Whereas adversarial examples used to be of only academic concern, because no one actually used machine learning models in practice, ML models now drive a significant fraction of the largest companies. And the more models are deployed, the more likely an adversary is to be motivated to try and break one of them. So it becomes important to fix this problem.
A defense to adversarial examples is a way to make a model robust to these attacks. Defenses have, in the past, been very hard to design. I [1] have [2] written [3] a [4] bunch [5] of [6] papers [7] on [8] how [9] to [10] break [11] defenses. In total I've broken over 30 published defenses, and another dozen or so unpublished ones. (And I'm not the only one who breaks these defenses.) So suffice to say: it's very hard.
A defense starts out by making a specific robustness claim. The type of claim I will talk about in this section is called max-norm robustness, or L∞ robustness.
Such a claim says: if an adversary can modify every pixel in an image by at most some specific amount, then the model will still be accurate. For example, on the MNIST dataset (a dataset of handwritten digits), it's typical to claim robustness against an adversary who can modify each pixel by at most 0.3. That is, if a pixel is completely black at 0.0, the adversary can make it as bright as 0.3, and if a pixel is completely white at 1.0, the adversary can make it as dark as 0.7.
At right I've shown a few examples of the same un-modified image of a 7 (shown in the upper left) with different max-norm perturbations of 0.3, the most common bound for adversarial example defenses on MNIST. I've modified it three different ways, all max-norm valid: first, I've brightened all the pixels, then, I've darkened all the pixels, and finally, I've brightened some pixels and darkened others. In each case the max-norm perturbation is 0.3, and in each case the image still looks like a 7 to us as humans.
The problem of adversarial examples is that it's often possible to find images that a human will say are still the same, but a machine learning model will incorrectly classify as something else. (As it happens, the “random” perturbation I've put in the lower right isn't actually random---I've chosen that noise because it makes a simple MNIST classifier think this 7 is a 0.)
The strongest papers to date will make claims of the form “our defense is 95% accurate on MNIST under a max-norm attack with perturbation size 0.3”. They'll usually also argue robustness on other datasets, and against other types of perturbations, but this dataset is all I'll talk about here because it's the simplest and both of the papers I'll break make claims on MNIST.
The defense I'll spend the most time discussing will be presented at this years's IEEE S&P 2024. Exactly how the defense works doesn't matter for the purpose of this post. Instead, all I'm going to do is show you what the paper says the defense can do, and then show you why that's mathematically impossible.
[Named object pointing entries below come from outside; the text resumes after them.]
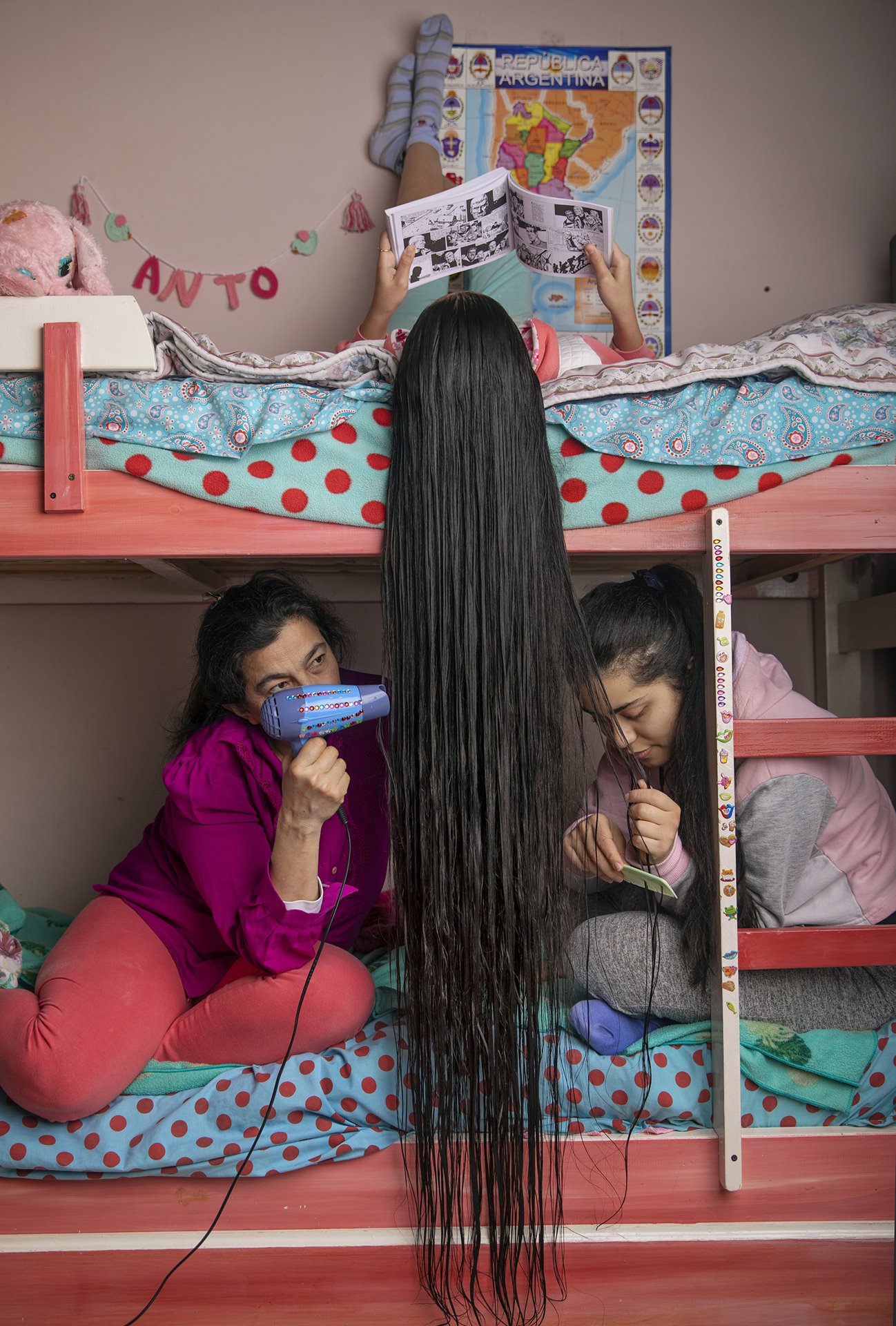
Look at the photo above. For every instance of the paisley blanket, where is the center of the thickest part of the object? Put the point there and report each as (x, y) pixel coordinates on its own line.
(853, 347)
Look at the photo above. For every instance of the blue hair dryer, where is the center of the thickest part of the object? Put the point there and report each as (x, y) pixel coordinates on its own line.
(315, 711)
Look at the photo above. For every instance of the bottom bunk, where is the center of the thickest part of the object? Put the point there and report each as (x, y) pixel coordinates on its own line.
(808, 1240)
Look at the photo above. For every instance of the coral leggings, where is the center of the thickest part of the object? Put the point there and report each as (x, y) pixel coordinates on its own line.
(109, 999)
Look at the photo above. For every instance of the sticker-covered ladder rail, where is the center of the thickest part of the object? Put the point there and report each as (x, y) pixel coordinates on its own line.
(759, 950)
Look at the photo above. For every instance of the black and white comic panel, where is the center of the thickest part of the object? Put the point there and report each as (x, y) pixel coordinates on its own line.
(458, 235)
(552, 235)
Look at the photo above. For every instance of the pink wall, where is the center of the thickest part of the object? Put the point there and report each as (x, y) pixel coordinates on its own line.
(222, 129)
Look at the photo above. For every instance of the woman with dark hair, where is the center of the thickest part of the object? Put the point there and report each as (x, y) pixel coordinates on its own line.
(817, 837)
(487, 651)
(199, 947)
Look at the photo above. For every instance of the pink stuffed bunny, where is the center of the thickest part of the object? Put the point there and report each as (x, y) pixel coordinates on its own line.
(44, 252)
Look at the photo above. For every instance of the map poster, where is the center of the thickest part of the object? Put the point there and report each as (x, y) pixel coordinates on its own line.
(580, 122)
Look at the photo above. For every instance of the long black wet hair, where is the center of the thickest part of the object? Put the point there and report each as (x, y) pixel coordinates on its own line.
(652, 628)
(244, 618)
(487, 651)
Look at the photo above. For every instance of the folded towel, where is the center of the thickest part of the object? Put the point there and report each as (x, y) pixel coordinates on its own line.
(819, 1068)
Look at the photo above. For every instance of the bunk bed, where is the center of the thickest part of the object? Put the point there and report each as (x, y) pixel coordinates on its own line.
(795, 1222)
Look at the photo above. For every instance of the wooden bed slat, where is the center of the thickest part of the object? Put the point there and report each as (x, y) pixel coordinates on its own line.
(783, 738)
(64, 445)
(822, 945)
(855, 512)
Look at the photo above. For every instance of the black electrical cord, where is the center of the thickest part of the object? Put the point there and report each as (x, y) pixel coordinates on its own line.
(273, 1093)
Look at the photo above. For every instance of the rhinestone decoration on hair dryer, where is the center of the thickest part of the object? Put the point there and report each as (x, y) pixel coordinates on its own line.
(315, 711)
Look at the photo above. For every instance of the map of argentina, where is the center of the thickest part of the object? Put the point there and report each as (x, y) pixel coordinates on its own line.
(574, 122)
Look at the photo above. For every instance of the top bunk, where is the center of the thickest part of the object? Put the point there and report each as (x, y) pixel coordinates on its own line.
(671, 438)
(851, 510)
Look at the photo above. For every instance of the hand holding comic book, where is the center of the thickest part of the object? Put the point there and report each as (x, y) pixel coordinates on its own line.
(491, 216)
(390, 288)
(614, 288)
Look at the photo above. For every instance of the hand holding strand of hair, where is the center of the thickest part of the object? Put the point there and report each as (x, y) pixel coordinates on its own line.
(655, 818)
(597, 846)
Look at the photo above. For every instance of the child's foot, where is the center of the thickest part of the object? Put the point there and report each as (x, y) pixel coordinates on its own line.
(434, 46)
(607, 1030)
(389, 140)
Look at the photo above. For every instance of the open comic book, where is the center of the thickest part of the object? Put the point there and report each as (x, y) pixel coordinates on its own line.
(491, 216)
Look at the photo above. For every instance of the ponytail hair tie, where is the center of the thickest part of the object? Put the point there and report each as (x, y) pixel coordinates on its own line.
(650, 579)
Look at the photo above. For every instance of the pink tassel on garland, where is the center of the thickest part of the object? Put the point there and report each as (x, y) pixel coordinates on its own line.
(357, 218)
(80, 209)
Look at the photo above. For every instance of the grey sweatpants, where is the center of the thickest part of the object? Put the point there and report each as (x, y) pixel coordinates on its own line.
(612, 958)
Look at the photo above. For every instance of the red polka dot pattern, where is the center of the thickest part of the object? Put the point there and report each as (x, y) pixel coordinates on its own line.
(215, 483)
(614, 514)
(295, 500)
(302, 450)
(573, 490)
(651, 481)
(337, 481)
(138, 465)
(374, 512)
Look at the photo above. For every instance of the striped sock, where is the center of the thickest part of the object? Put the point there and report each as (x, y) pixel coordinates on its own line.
(389, 140)
(432, 55)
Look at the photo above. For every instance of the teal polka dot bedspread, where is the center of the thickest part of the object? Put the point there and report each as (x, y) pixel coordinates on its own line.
(340, 474)
(349, 1102)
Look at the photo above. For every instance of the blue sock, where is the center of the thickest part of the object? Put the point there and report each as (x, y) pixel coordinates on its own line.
(389, 140)
(431, 59)
(607, 1030)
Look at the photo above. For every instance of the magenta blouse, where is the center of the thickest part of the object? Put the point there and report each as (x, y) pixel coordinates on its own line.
(200, 874)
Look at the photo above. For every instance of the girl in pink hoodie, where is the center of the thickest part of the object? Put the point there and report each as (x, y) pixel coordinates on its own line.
(817, 837)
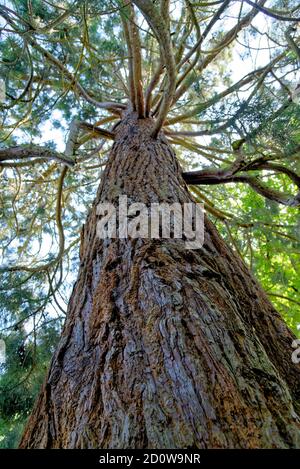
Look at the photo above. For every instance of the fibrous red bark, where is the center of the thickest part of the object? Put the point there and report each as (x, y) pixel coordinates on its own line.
(165, 347)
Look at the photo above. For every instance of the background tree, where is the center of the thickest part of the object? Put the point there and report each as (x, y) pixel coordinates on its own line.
(73, 71)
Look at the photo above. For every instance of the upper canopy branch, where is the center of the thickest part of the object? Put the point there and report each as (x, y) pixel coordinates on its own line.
(233, 174)
(161, 30)
(22, 152)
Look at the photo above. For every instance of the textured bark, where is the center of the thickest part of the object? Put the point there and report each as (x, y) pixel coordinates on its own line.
(165, 347)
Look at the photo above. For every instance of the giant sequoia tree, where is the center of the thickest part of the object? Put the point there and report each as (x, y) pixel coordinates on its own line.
(162, 101)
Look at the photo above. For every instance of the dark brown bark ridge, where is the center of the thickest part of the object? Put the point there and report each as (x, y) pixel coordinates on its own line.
(165, 347)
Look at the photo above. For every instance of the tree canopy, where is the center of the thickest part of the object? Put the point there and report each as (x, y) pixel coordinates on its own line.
(221, 80)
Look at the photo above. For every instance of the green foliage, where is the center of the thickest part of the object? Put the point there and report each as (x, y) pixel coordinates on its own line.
(258, 120)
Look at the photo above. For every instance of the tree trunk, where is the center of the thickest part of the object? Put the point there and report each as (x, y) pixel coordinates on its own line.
(165, 347)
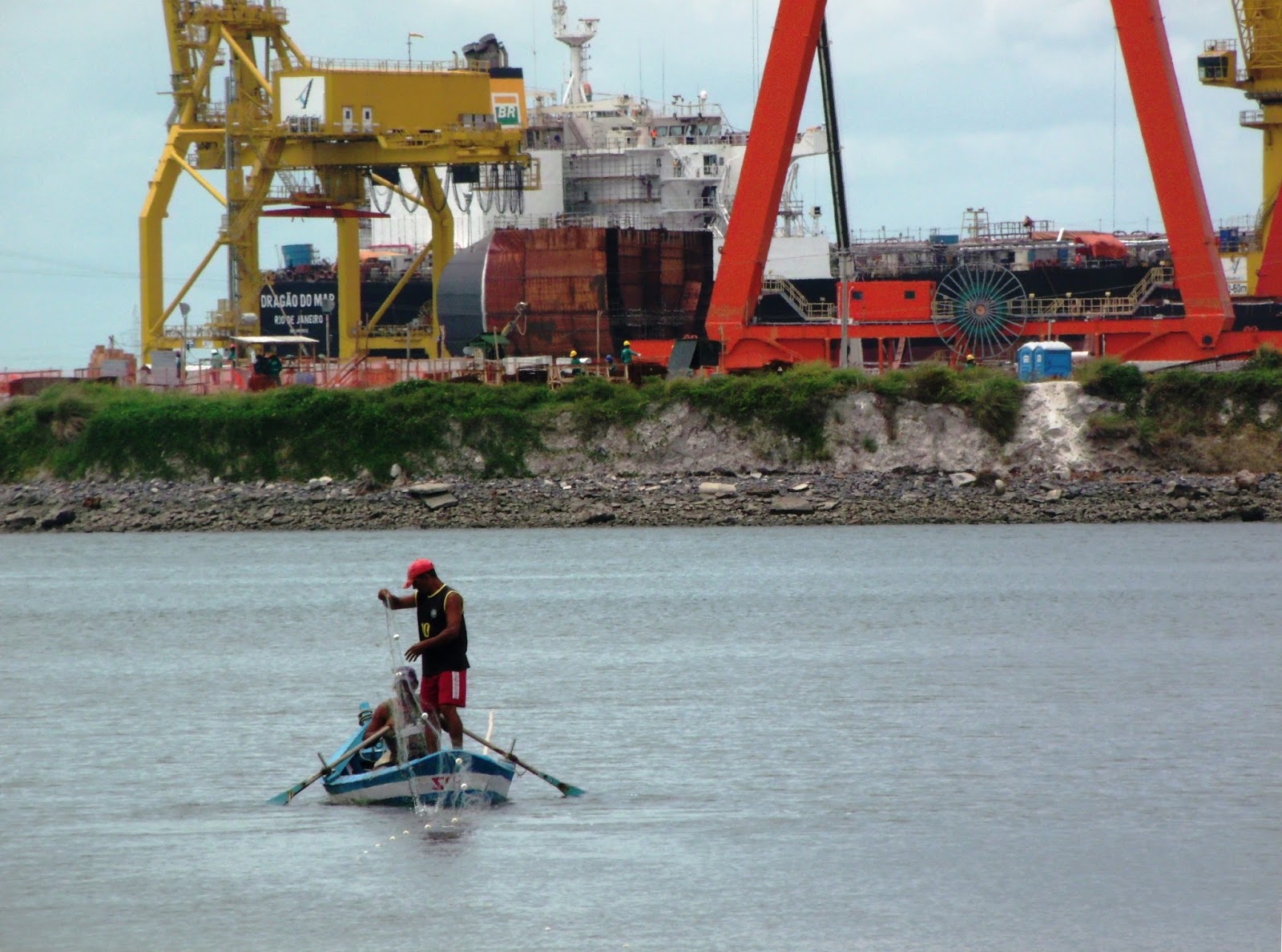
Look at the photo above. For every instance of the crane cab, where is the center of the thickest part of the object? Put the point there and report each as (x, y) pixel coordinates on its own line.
(1217, 64)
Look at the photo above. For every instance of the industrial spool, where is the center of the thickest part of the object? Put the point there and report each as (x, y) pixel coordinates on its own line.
(978, 309)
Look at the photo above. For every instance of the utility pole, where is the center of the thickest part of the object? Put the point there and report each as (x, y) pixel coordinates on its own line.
(844, 305)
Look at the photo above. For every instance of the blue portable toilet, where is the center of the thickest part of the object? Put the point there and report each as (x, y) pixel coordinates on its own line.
(1045, 360)
(1025, 361)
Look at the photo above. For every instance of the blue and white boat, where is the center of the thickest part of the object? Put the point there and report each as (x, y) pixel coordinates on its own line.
(445, 778)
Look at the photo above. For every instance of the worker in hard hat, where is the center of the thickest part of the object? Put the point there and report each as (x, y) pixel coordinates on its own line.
(626, 356)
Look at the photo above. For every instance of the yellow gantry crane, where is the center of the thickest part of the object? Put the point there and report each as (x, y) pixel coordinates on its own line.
(337, 125)
(1253, 63)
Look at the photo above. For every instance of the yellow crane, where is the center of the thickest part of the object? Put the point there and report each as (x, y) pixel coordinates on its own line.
(1253, 63)
(311, 135)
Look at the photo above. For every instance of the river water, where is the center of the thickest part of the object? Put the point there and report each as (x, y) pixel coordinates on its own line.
(841, 738)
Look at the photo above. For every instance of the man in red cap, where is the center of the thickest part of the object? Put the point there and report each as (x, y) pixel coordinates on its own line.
(442, 644)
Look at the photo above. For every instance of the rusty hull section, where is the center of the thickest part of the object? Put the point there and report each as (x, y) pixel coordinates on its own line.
(591, 289)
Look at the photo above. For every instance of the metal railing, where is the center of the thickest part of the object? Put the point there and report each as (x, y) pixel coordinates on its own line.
(805, 309)
(1106, 305)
Let's get started with the first impossible claim: this paper claims an accuracy of over 60% on the MNIST dataset under a strong max-norm attack with a perturbation size of 0.5. I've reproduced the figure from the paper at right, which compares their model to adversarial training (AT) and the baseline non-robust model. As you move to the right, the size of the perturbation increases, and the accuracy of the model decreases.
But this 60% accuracy number is impossible: any correct defense evaluation must report at most 10% accuracy under a max-norm attack with perturbation size of 0.5. (If you'd like, take a few minutes to think about why this is true before I tell you why that is.)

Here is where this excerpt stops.